January 29th, 2014









“Relational databases were unable to implement the technology and applications we needed.”

-Brett Lawrence, Lead Engineer at Wiggle

Brett Lawrence Lead Engineer at Wiggle




Wiggle is an on-line sporting goods retailer. We started in ’99, in what was essentially the back of a bike shop, and have grown extremely rapidly since then to ship globally in the cycle, run and triathlon industry. We’ve grown into a 500-person company serving more than 100 countries and generating more than £140M in revenue in 2012.

A need for scalable personalization

About three years ago, we wanted to add some personalization to our website showing customers products that they might like, rather than just the single product they were on. We wanted to implement an algorithm that would show them which product had been bought in the same basket as the one they were looking at, as well as which products had been viewed by other people in the same setting as the product they were viewing.

We initially implemented both technologies on Microsoft SQL Server. We found that the second algorithm, the product also viewed, wouldn’t perform for us in any way near that would scale in production. This is because there are a lot more products in an average view than there are in a basket. Our system at the time wasn’t capable of supporting the load and we weren’t in a position, or we didn’t have a plan at that time, to upgrade it so that we could handle it. So we started exploring new technologies.


We contracted a third party to build us a solution using Cassandra, which would enable us to grow the  “also viewed” part of our recommendation engine for a capacity of five or six years. That project went very successfully up until about six months ago where our automatic, every four-hour MapReduce process we implemented outside of Cassandra started to fail for us.

Based on our evaluation we decided to move to a production enterprise version of the software that would be supportive, and would have a predictable roadmap. So it was natural for us to re-implement this algorithm on DataStax Enterprise and the changes from the first software that we initially used, to the current DataStax Enterprise are incredible. We’re thinking about other things that we can do with it as well now.

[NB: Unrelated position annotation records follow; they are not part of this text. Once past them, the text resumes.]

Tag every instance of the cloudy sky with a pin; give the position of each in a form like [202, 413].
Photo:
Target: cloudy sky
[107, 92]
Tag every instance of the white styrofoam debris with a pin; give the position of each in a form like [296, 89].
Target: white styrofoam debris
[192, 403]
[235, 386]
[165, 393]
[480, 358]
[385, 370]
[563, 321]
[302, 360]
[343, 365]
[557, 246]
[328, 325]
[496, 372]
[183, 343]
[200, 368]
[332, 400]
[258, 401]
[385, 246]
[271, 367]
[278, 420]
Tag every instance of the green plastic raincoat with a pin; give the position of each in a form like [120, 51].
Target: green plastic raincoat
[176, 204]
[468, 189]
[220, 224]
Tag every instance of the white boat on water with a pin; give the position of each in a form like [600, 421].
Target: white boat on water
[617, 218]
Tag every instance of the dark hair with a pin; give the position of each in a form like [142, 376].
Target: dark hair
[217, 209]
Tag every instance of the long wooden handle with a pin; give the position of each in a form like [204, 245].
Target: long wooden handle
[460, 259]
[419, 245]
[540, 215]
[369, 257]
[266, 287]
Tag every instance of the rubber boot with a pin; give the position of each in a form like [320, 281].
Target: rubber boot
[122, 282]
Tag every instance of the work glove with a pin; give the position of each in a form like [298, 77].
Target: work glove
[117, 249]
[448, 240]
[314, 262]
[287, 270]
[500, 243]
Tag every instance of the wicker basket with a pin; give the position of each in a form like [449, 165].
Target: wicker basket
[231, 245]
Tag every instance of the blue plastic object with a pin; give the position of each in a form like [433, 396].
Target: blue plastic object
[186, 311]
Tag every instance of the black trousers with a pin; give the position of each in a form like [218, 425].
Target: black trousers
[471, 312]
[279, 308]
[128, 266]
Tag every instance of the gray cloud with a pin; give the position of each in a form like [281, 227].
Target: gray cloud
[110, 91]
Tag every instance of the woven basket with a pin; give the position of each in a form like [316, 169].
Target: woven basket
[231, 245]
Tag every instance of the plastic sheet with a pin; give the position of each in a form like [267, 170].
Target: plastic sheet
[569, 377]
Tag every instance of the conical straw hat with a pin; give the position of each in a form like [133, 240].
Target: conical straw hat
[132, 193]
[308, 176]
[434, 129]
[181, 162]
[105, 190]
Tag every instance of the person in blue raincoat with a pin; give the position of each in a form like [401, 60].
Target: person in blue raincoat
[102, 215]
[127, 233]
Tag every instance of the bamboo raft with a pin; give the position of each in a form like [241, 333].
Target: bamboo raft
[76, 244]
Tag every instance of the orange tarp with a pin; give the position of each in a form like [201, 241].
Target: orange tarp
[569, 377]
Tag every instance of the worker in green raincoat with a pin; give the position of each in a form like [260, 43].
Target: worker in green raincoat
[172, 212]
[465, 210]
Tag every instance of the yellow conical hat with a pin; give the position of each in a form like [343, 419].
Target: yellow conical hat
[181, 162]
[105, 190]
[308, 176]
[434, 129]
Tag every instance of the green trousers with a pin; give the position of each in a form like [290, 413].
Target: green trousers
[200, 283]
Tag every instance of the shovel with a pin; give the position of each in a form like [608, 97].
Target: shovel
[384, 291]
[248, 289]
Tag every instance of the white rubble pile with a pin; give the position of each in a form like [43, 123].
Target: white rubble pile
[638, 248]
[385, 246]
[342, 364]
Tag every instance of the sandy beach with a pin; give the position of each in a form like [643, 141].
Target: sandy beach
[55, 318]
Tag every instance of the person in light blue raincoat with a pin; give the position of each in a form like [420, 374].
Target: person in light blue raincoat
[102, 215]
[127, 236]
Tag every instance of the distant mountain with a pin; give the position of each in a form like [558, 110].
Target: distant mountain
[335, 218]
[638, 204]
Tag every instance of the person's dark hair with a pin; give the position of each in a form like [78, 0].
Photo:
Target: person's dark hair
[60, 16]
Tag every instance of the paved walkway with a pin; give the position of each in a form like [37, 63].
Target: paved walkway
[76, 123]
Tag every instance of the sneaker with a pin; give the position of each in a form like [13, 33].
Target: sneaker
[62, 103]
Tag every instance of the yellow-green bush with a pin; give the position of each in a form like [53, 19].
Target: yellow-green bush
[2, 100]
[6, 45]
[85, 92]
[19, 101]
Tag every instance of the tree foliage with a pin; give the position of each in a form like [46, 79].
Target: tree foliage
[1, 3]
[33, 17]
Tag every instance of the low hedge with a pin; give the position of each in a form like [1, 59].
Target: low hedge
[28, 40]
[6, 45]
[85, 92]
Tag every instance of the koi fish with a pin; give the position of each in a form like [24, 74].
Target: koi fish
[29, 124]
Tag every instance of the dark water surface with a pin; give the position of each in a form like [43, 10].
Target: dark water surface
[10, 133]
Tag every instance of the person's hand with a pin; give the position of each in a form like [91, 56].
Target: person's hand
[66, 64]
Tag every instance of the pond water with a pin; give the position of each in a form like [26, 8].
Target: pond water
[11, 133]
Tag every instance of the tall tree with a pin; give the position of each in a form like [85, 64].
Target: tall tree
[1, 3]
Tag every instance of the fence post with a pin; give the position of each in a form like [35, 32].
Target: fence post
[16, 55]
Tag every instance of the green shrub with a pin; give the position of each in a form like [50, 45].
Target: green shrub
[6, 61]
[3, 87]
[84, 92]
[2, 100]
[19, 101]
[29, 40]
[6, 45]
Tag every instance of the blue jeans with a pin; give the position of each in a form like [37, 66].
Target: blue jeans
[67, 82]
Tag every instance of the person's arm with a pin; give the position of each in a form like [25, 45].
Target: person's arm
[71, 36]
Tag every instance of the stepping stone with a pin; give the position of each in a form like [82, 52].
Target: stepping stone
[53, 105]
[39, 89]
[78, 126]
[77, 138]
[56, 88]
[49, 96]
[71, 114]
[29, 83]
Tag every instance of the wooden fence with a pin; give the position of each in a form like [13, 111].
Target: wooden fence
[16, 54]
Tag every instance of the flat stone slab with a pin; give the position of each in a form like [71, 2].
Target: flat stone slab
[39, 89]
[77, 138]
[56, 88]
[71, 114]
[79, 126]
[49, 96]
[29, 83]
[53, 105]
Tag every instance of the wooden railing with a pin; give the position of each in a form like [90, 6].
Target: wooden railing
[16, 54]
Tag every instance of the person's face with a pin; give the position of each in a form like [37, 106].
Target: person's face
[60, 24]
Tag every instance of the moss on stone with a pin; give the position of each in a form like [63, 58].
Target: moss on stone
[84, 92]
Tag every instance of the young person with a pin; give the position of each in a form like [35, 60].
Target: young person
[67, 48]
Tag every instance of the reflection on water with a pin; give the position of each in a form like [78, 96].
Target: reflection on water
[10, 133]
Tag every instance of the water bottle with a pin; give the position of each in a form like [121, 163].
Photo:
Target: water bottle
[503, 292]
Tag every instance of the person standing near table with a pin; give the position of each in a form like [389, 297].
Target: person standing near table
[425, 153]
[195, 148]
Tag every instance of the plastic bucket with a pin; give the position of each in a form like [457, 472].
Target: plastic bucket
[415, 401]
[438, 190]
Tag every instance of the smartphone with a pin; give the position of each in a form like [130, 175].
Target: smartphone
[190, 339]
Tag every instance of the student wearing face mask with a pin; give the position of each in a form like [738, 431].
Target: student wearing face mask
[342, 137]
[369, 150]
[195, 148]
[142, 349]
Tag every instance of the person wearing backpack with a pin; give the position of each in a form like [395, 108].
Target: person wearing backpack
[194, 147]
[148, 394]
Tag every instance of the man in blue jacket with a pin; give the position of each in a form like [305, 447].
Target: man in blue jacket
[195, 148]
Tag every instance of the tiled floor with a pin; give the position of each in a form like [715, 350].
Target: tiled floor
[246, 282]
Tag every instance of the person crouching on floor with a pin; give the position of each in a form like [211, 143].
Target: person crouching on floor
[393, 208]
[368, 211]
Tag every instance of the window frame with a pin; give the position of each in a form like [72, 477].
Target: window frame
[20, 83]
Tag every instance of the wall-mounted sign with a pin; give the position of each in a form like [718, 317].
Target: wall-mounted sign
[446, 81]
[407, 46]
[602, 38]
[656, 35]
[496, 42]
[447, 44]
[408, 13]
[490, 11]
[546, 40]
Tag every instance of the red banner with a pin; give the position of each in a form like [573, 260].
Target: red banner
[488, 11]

We were also aware of the multi-data center support and we have a plan that we’re starting to put in place now, regarding actually hosting data in multiple data centers globally, that we at the time thought Cassandra would be useful for.

Other NoSQL alternatives

We looked at them and used Mongo for other small projects. At the time it seemed like the integration that DataStax Enterprise provided between MapReduce and Cassandra would make the whole process much more streamlined for us.

Wiggle’s Deployment

We’ve got four nodes. Our data before we reduce it is, it’s probably relatively small in the big data sense, but I think we’re looking at 40 or 50 gig per node. In terms of rows, we’ve got around 160 million in the way we store them, that’s before we reduce that data, which after we reduce it we end up with about 20 gig per node, which is 18 months of data. When we initially forecasted our deployment we prepared for five years’ worth of data, so we expect to just leave it running for five years.

Managing their Deployment

DataStax OpsCenter helped drive us toward DataStax Enterprise and make a full purchase because now we could actually hand over maintenance to our operations team instead of leaving it with developers.

Benefits of Cassandra + DataStax Enterprise

Relational databases were unable to implement the technology and applications we needed, and the solution that we’ve developed generates demonstrable revenues. I think Cassandra is another tool that is appropriate for certain jobs and if you don’t have it in your infrastructure, you’re limited.

For those new to the NoSQL scene

We had some challenges with the analytics, wrapping our heads around that to produce properly. The challenges mainly for us from a knowledge and learning perspective were being able to hand over maintenance to our operations department. We were very used to SQL Server and relational databases and it was difficult to persuade them to buy into NoSQL. But the benefits have certainly proven themselves out since then.